# taz.de -- Israel will Al Jazeera verbieten: Blinde Flecken
       
       > Israels Regierung will Al Jazeera als „Sprachrohr der Hamas“ verbieten.
       > Das ist ein Fehler, auch wenn der katarische TV-Sender nicht objektiv
       > berichtet.
       
 (IMG) Bild: Al-Jazeera Büro in Jerusalem 2017
       
       Ein Fernseher, auf dem [1][Al Jazeera] läuft, gehört zum festen Inventar
       vieler Cafés und Restaurants im arabischen Teil der Altstadt von Jerusalem.
       Beim Friseur in der Nähe des Damaskustors flackern am Donnerstag in
       schneller Folge Bilder [2][des von Israel bombardierten Konvois der
       Hilfsorganisation World Central Kitchen] über den Bildschirm, gefolgt von
       Aufnahmen von bis auf die Knochen abgemagerten Kindern und in blutige
       Decken eingewickelte Leichen, Opfer eines israelischen Luftangriffs.
       
       Damit soll nach dem Willen der israelischen Regierung bald Schluss sein.

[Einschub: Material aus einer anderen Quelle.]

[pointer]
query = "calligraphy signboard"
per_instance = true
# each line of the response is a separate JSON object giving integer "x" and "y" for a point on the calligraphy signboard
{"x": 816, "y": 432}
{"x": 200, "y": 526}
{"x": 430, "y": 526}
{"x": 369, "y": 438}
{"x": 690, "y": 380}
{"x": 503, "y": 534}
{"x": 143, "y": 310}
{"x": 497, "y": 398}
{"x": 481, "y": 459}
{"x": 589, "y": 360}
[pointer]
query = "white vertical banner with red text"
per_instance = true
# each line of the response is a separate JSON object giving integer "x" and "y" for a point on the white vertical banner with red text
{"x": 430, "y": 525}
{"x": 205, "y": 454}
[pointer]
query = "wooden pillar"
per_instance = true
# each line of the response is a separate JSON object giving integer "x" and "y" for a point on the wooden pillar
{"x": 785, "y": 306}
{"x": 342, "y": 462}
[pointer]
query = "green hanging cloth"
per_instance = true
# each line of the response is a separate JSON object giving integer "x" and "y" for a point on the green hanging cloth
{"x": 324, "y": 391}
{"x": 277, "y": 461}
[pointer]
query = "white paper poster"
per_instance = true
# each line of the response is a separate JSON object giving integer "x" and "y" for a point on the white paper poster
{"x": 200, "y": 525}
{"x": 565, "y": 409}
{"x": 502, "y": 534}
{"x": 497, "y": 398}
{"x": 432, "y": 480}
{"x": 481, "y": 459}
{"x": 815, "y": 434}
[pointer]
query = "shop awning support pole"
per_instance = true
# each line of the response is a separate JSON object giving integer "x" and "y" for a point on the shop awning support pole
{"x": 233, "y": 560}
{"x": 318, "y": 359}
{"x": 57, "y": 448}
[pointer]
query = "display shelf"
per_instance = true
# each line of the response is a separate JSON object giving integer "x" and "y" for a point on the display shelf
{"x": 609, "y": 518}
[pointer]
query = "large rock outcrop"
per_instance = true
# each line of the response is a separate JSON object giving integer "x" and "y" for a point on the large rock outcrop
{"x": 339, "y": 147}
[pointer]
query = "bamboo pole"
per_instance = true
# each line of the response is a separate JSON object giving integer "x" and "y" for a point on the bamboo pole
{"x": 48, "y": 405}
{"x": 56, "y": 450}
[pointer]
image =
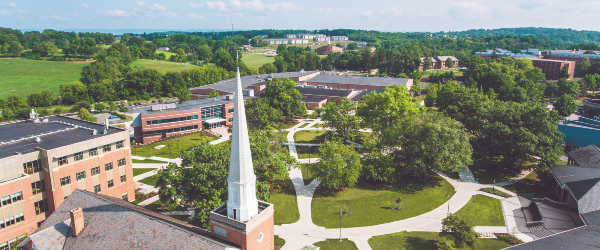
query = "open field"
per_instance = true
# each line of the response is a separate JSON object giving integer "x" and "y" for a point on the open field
{"x": 27, "y": 76}
{"x": 161, "y": 66}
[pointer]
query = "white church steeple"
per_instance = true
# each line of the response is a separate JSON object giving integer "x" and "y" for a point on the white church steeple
{"x": 242, "y": 204}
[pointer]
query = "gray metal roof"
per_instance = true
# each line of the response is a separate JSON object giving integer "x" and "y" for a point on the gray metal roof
{"x": 358, "y": 80}
{"x": 52, "y": 134}
{"x": 112, "y": 223}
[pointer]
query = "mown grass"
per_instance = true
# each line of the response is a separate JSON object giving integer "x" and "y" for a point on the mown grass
{"x": 27, "y": 76}
{"x": 161, "y": 66}
{"x": 483, "y": 211}
{"x": 426, "y": 241}
{"x": 173, "y": 150}
{"x": 373, "y": 204}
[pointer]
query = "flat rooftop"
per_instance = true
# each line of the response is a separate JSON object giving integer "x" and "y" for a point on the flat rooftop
{"x": 358, "y": 80}
{"x": 59, "y": 131}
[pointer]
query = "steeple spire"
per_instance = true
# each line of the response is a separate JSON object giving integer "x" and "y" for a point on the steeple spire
{"x": 242, "y": 204}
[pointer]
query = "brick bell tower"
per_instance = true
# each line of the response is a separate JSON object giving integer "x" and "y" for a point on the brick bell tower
{"x": 243, "y": 220}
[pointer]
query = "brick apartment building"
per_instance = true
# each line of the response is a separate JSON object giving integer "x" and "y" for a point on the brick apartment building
{"x": 43, "y": 162}
{"x": 552, "y": 68}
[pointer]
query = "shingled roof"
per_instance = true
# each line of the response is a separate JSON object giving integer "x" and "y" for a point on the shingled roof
{"x": 112, "y": 223}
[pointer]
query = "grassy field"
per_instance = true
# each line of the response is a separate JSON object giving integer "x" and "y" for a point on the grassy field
{"x": 483, "y": 211}
{"x": 310, "y": 136}
{"x": 332, "y": 244}
{"x": 253, "y": 59}
{"x": 285, "y": 200}
{"x": 139, "y": 171}
{"x": 424, "y": 240}
{"x": 29, "y": 76}
{"x": 146, "y": 161}
{"x": 161, "y": 66}
{"x": 173, "y": 152}
{"x": 373, "y": 204}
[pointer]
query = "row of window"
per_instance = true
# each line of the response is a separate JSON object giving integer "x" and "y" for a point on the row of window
{"x": 78, "y": 156}
{"x": 41, "y": 206}
{"x": 11, "y": 220}
{"x": 10, "y": 199}
{"x": 32, "y": 166}
{"x": 38, "y": 187}
{"x": 164, "y": 131}
{"x": 185, "y": 118}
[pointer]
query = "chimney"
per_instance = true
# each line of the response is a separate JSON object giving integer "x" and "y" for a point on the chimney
{"x": 77, "y": 222}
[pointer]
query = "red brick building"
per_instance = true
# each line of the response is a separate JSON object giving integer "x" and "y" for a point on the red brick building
{"x": 43, "y": 162}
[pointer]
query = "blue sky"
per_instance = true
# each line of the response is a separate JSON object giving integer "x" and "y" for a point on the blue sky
{"x": 399, "y": 15}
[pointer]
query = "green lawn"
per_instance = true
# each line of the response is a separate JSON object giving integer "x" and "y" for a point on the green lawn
{"x": 425, "y": 241}
{"x": 161, "y": 66}
{"x": 150, "y": 180}
{"x": 146, "y": 161}
{"x": 310, "y": 136}
{"x": 332, "y": 244}
{"x": 307, "y": 152}
{"x": 139, "y": 171}
{"x": 184, "y": 143}
{"x": 254, "y": 59}
{"x": 483, "y": 211}
{"x": 27, "y": 76}
{"x": 372, "y": 204}
{"x": 531, "y": 186}
{"x": 284, "y": 199}
{"x": 307, "y": 174}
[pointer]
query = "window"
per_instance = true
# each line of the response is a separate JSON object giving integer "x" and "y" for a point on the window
{"x": 32, "y": 166}
{"x": 80, "y": 176}
{"x": 17, "y": 196}
{"x": 79, "y": 156}
{"x": 62, "y": 160}
{"x": 38, "y": 187}
{"x": 95, "y": 170}
{"x": 41, "y": 206}
{"x": 6, "y": 200}
{"x": 65, "y": 181}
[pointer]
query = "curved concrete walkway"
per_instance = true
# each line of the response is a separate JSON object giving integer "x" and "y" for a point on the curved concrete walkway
{"x": 304, "y": 232}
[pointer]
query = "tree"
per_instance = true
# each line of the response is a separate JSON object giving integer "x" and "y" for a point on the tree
{"x": 212, "y": 94}
{"x": 419, "y": 140}
{"x": 460, "y": 230}
{"x": 565, "y": 105}
{"x": 283, "y": 95}
{"x": 381, "y": 111}
{"x": 200, "y": 182}
{"x": 339, "y": 117}
{"x": 260, "y": 115}
{"x": 339, "y": 165}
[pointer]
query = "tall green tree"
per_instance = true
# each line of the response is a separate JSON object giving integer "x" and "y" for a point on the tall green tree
{"x": 341, "y": 119}
{"x": 283, "y": 95}
{"x": 339, "y": 165}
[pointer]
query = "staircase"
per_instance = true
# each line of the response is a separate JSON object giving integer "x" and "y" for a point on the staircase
{"x": 540, "y": 231}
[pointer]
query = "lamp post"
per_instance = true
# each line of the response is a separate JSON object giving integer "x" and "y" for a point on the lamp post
{"x": 340, "y": 240}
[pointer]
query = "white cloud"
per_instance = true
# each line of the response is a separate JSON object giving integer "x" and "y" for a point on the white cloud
{"x": 120, "y": 13}
{"x": 195, "y": 5}
{"x": 195, "y": 17}
{"x": 284, "y": 7}
{"x": 220, "y": 6}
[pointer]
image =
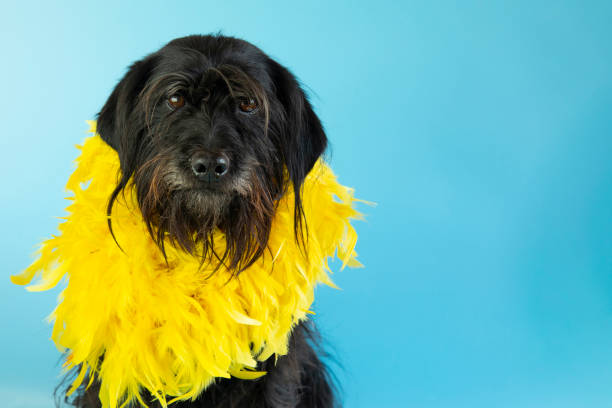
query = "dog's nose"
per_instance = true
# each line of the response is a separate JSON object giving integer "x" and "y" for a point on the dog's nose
{"x": 207, "y": 166}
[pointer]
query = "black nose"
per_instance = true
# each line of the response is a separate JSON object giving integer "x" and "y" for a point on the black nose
{"x": 209, "y": 166}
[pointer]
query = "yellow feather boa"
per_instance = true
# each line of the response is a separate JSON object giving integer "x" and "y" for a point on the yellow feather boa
{"x": 133, "y": 321}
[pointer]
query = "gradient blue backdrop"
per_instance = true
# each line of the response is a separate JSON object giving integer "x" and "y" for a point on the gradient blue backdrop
{"x": 481, "y": 129}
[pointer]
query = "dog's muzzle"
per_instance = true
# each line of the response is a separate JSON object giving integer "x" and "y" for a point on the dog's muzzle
{"x": 209, "y": 167}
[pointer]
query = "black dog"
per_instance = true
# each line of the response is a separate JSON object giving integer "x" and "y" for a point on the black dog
{"x": 212, "y": 131}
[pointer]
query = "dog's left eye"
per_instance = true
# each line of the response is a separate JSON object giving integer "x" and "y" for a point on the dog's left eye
{"x": 247, "y": 105}
{"x": 176, "y": 101}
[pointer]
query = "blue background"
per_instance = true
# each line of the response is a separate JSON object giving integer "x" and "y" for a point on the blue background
{"x": 481, "y": 129}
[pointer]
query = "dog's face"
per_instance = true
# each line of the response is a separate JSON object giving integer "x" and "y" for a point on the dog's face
{"x": 211, "y": 132}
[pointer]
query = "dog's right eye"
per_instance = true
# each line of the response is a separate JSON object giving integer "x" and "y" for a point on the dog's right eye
{"x": 176, "y": 101}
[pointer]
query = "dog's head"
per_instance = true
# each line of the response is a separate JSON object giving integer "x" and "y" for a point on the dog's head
{"x": 211, "y": 132}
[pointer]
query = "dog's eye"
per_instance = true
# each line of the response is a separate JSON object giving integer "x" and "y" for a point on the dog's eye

       Ein Gesetz zur Einschränkung internationaler Medien, welche die „nationale
       Sicherheit“ bedrohen, hat vergangene Woche das israelische Parlament
       passiert. Erklärtes Ziel der Maßnahme: Al Jazeera. „Für Sprachrohre der
       Hamas wird es in Israel keine Meinungsfreiheit geben“, sagte
       Kommunikationsminister Shlomo Karhi im Anschluss an die Abstimmung.
       
       Der katarische Sender gehört nach eigenen Angaben mit rund 430 Millionen
       Zuschauern zu den reichweitenstärksten in der arabischen Welt. Im Gegensatz
       zu den meisten internationalen Medien verfügt er im Gazastreifen über ein
       dichtes Netz an Korrespondenten. Die Reporter berichten ungefiltert über
       den Schrecken des Krieges und werden dabei auch immer wieder selbst zum
       Ziel. Unter den rund einhundert seit Kriegsbeginn [3][getöteten
       Journalisten] ist auch der Sohn des Al-Jazeera-Büroleiters im Gazastreifen,
       Hamza al-Dahdouh, der im Januar bei einem Luftangriff ums Leben kam.
       
       Dass sich Al Jazeera nicht um Neutralität bemüht, ist deutlich:
       „Al-Aksa-Flut“ ist auf der arabischen Webseite der Bereich zum Gaza-Krieg
       überschrieben, benannt nach dem Namen der Hamas für ihren blutigen Angriff
       auf Südisrael am 7. Oktober 2023, bei dem die Angreifer rund 1.200 Menschen
       töteten und etwa 250 entführten.
       
       ## „Gefährlicher Präzedenzfall“
       
       Ein Verbot des Senders ist dennoch der falsche Weg. Zum einen dürfte es
       kaum umzusetzen sein, schätzt [4][Tehilla Shwartz-Altshuler] vom
       Israelischen Institut für Demokratie IDI: „Das Gesetz ist Symbolpolitik,
       die sich vor allem an die Wählerschaft von Ministerpräsident Netanjahu
       richtet.“
       
       Wer Al-Jazeera-Inhalte sehen wolle, der könne jedes Verbot voraussichtlich
       leicht umgehen. Schaden könnte es hingegen der Pressefreiheit. Der Verband
       der Auslandspresse in Israel warnt vor einem „gefährlichen Präzedenzfall“,
       der in der Folge auch weitere Sender treffen könnte.
       
       Zum anderen ignoriert der Fokus auf Al Jazeera, dass auch die israelische
       Presse in der Berichterstattung über den Krieg blinde Flecken hat. Es
       dominiert die Perspektive der Soldaten, die gegen Hamas-Kämpfer vorgehen,
       der Geiselfamilien oder der Angehörigen gefallener israelischer Soldaten.
       
       „Die Israelis sehen nicht die Bilder aus dem Gazastreifen, die der Großteil
       der Welt sieht“, sagte Raviv Drucker, einer von Israels bekanntesten
       Investigativjournalisten und Moderator beim privaten Sender Kanal 13, im
       Interview dem britischen Guardian. Fehlverhalten israelischer Soldaten in
       Gaza oder im besetzten Westjordanland „wollen die Menschen nicht sehen“.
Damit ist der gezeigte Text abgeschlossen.